The final aspect of poker that we will discuss is expected value. Expected value is the amount of money a certain play (or hand) expects to win on average. Let’s take a non-poker example to start with. Suppose a friend offers to pay you a pound every time she flips a coin and gets a head, but if it’s tails you have to pay her 50p. If it’s a fair coin, the probability of getting a head or a tail is 1/2. To work out the expected value, you multiply the results of the possible outcomes by the probability of them happening and add them together. So here the expected values is:

EV = (1 x 0.5) + (-0.5 x 0.5) = 0.25

This means that on average you will win 25p per flip for any number of flips. This hopefully makes sense intuitively because based on probability you will get one head and one tail in two flips, meaning you will win £1 and lose 50p over two flips on average, resulting in a total net gain of 50p.

Now let’s return to poker. We have the 10 of spades and the 7 of spades in our hand, and in the community pile we can see the 4 of clubs, the 6 of spades, the Queen of spades, and the King of hearts. The only winning hand we can make is a flush. As before, we can use our pot odds to find the probability of getting a flush. There are 9 spades left in the pack of 46 cards and so the probability of getting a flush is 9/46 = 20%. The current pot is £150 and you need to bet £50 in order to match the bet your opponent has just made. This means if you get a flush you can win £150 otherwise you lose £50. The expected value is therefore given by

EV = (150 x 0.2) + (-50 x 0.8) = 30 – 40 = -£10

This means every time you call this bet in order to try and get your flush, you will on average lose ten pounds. It is therefore a negative expected value and we should fold.

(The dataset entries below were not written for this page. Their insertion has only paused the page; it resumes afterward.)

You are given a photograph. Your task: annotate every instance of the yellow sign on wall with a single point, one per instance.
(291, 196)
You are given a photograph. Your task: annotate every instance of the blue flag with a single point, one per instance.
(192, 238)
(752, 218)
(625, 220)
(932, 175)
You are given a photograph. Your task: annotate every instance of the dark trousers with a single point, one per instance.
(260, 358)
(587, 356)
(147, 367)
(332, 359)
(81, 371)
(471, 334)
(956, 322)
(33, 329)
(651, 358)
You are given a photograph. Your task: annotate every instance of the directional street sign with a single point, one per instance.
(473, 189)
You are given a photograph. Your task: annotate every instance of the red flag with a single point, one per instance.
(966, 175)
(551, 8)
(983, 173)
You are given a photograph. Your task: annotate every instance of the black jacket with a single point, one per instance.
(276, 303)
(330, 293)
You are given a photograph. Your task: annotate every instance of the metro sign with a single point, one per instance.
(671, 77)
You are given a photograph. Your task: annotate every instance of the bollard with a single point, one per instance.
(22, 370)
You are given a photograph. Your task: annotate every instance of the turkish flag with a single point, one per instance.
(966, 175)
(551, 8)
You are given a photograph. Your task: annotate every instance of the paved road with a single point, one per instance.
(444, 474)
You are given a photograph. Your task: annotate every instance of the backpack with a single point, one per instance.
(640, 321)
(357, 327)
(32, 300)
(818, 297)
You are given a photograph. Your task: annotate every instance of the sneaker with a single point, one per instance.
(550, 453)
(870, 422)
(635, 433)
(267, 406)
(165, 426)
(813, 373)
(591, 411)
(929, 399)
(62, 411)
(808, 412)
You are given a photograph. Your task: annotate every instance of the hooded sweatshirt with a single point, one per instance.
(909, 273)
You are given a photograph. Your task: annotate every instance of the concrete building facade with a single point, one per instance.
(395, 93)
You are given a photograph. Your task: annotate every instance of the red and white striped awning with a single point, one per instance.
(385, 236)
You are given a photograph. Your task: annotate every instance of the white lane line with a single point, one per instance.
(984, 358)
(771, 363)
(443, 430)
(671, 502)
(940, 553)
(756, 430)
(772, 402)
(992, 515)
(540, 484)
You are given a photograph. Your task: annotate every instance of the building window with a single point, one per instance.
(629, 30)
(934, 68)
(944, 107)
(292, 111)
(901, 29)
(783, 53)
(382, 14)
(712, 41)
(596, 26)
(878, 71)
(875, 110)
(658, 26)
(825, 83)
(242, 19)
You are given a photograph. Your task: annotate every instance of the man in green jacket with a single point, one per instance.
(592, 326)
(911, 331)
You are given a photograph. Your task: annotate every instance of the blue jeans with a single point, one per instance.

As we have seen in this article, there are many things to consider when playing a game of poker. And in fact, there is no optimum way to play the game – it is all down to the individual player. In a single game most players use a range of techniques to try to gain the upper hand on their opponents. Tactics such as pot odds and expected values can be used in even the lowest stake games, although usually only one is used at a time as they give you roughly the same information upon which to make your decision. Game theory, however, is only usually used in high stake games where skilful poker players are able to exploit each others weaknesses to gain the smallest advantage. And who knows, if you learn the above techniques and keep practicing, maybe maths can one day help you to win money!